No Brasil, o instituto técnico-jurídico da legítima defesa, tal como concebido no Código Penal, possui requisitos de configuração bastante claros, sendo tais elementos constitutivos de ordem objetiva, relacionados às circunstâncias de fato e de ação humana, assim como a exigência subjetiva, referente à seara psicológica do sujeito por ocasião da conduta defensiva empregada com o objetivo de repelir agressão injusta, quer atual ou iminente, contra direito próprio ou alheio, valendo-se, para tanto, do uso moderado dos meios necessários.
Porém, considerada a finalidade de tutelar bem jurídico, próprio ou alheio, o mesmo instituto penal já fora utilizado para salvaguardar o direito à honra em casos de extrema gravidade, como, por exemplo, feminicídio e violência doméstica e familiar, notadamente em circunstâncias de traições no âmbito de relações amorosas.
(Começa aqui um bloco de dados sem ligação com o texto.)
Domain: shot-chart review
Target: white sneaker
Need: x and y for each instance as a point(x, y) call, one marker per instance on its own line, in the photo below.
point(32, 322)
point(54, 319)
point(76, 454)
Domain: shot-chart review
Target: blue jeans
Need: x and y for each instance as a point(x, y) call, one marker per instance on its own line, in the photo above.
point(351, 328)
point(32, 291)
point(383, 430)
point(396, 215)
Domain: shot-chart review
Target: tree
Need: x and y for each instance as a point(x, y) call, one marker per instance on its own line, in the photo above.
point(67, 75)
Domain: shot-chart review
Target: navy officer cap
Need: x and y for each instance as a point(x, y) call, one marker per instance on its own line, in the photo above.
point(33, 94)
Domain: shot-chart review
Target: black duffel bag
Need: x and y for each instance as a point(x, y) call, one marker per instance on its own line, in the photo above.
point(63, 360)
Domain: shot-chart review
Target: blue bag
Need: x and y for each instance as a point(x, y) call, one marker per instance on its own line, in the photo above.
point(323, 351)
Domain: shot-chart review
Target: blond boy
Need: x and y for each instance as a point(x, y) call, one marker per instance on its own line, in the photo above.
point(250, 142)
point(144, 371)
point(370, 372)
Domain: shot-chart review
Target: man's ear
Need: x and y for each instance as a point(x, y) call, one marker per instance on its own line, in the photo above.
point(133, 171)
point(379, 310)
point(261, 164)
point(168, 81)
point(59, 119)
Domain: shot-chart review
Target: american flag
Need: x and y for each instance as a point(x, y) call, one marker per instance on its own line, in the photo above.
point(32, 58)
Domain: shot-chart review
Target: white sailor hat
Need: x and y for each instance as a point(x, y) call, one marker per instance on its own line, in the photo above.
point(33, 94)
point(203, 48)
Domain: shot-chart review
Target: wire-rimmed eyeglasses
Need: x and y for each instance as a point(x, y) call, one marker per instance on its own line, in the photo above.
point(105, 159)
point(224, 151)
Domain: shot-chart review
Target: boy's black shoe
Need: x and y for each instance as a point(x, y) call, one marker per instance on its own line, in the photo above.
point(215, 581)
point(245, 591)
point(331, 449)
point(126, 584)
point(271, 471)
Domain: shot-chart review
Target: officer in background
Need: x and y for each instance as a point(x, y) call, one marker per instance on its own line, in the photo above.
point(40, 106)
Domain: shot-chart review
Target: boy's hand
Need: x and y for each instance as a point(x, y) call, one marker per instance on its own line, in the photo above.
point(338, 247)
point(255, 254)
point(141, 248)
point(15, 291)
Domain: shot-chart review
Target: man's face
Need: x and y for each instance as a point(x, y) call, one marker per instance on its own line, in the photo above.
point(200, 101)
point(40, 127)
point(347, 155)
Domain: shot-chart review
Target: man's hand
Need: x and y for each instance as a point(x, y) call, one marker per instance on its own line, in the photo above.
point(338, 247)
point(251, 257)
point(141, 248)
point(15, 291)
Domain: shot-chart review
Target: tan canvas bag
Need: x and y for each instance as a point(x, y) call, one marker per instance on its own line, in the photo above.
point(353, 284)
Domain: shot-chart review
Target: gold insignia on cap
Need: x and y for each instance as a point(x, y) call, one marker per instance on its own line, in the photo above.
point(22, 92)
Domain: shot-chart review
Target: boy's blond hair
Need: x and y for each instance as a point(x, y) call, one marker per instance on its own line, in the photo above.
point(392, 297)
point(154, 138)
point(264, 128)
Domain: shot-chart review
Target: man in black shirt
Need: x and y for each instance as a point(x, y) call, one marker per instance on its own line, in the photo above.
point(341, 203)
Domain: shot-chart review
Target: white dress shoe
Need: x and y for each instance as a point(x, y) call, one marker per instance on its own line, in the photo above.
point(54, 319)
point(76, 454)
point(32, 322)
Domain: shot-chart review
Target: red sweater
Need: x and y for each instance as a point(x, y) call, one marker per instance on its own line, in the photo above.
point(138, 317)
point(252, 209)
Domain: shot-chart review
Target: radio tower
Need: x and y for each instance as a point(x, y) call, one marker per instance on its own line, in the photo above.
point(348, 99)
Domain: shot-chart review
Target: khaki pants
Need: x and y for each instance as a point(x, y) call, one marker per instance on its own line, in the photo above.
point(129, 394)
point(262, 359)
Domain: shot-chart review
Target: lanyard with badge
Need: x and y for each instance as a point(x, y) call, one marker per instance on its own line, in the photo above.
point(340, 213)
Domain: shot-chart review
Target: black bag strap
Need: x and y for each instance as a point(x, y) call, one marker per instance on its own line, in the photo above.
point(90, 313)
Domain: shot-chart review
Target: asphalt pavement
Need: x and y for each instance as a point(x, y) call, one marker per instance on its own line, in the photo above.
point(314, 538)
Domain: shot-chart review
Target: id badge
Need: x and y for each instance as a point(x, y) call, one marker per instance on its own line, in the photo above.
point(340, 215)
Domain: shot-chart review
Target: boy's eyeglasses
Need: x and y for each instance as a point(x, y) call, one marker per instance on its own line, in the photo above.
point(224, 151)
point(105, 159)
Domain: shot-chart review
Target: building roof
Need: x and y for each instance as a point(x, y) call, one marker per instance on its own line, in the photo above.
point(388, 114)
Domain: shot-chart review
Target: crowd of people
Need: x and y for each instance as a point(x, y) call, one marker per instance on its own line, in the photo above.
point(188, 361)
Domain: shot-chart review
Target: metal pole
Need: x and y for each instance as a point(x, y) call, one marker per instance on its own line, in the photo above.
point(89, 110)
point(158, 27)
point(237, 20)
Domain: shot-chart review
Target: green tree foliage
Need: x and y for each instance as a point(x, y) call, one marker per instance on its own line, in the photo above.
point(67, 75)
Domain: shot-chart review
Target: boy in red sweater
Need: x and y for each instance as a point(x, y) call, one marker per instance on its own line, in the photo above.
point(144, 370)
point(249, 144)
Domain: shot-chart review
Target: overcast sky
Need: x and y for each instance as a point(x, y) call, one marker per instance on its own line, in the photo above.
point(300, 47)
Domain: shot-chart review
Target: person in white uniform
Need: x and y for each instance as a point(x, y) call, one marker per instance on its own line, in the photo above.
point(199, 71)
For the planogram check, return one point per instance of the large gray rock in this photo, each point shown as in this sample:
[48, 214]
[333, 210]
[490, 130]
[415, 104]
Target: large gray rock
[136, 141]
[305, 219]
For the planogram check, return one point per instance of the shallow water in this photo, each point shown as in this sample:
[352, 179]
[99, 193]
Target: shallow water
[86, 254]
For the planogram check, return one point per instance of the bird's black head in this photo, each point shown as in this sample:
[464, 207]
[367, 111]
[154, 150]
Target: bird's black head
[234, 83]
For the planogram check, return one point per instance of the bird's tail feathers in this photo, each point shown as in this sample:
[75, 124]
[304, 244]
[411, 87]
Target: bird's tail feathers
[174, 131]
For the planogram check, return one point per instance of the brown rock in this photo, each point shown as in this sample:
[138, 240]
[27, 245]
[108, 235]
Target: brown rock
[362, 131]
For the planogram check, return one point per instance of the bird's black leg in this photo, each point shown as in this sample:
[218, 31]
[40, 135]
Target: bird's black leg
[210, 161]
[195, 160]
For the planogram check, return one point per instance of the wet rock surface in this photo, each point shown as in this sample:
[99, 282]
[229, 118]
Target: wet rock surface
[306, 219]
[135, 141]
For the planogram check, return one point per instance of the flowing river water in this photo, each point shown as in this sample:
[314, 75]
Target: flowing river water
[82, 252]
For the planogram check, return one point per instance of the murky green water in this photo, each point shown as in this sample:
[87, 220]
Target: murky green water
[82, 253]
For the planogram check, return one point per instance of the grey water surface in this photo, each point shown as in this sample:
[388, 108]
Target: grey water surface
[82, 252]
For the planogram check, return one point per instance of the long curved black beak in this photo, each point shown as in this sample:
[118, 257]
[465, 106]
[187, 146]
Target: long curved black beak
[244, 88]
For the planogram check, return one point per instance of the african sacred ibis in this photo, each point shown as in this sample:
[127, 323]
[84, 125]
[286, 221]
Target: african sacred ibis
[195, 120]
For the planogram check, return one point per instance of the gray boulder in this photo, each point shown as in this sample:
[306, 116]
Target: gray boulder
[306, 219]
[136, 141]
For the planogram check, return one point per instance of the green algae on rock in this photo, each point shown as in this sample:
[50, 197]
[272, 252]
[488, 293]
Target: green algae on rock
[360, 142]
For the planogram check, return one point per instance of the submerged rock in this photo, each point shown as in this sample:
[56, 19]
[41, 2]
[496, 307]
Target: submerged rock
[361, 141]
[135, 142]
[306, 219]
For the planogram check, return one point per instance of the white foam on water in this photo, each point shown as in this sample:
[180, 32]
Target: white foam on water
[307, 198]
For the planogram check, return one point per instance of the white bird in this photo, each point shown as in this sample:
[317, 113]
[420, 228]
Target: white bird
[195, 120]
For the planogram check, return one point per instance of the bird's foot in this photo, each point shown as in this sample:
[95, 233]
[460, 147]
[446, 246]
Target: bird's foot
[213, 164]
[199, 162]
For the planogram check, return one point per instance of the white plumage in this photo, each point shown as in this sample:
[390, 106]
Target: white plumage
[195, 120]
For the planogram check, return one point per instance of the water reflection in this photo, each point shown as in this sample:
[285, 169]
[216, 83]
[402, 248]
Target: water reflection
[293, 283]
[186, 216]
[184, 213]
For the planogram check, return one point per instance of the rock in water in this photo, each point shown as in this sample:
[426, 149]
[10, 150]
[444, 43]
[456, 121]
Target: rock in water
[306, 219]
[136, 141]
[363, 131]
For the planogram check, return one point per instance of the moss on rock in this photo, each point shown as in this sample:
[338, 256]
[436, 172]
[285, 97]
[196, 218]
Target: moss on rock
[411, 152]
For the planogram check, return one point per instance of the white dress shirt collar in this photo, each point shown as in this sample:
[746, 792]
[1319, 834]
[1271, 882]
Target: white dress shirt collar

Nesse contexto, utilizou-se da chamada legítima defesa da honra, de modo que concepções convencionais de moralidade sobrepujaram até mesmo o direito à vida e à integridade física, mormente na seara de julgamento pelo tribunal do júri, em que jurados decidem soberanamente e sem obrigatoriedade de fundamentação do decisum popular.
Da legítima defesa da honra: uma síntese dos fundamentos presentes na ADPF nº 779/DF
No dia 15 de março de 2021, por unanimidade, os Ministros do Supremo Tribunal Federal (STF), em sessão virtual do Plenário, referendaram a concessão parcial de medida cautelar na arguição de descumprimento de preceito fundamental (ADPF) nº 779, do Distrito Federal, para assentar o entendimento de que a tese legítima defesa da honra é inconstitucional, visto contrariar os princípios constitucionais da dignidade da pessoa humana, da proteção à vida e da igualdade de gênero, além de conferir interpretação conforme à constituição aos arts. 23, II, e 25, caput e parágrafo único, do Código Penal (CP), e ao art. 65 do Código de Processo Penal (CPP), rechaçando a tese da legítima defesa da honra, de modo a excluí-la da verdadeira configuração do instituto da legítima defesa.
No mais, os ministros da Suprema Corte também acordaram em impedir à defesa, à acusação, à autoridade policial e ao juízo que utilizem, de forma direita ou indireta, a referida tese de legítima defesa da honra (assim como qualquer outro argumento que induza à citada tese) nas fases pré-processual ou processual penais e durante o julgamento perante o tribunal do júri, sob pena de se caracterizar a nulidade do ato e do julgamento.
De todo modo, importa esclarecer a definição da legítima defesa, a fim de identificar os motivos pelos quais a aplicação de tal instituto para a proteção exclusiva da honra não é mais admitida no Direito brasileiro, tendo em vista os valores e princípios previstos na Constituição Federal e compartilhados pela sociedade contemporânea.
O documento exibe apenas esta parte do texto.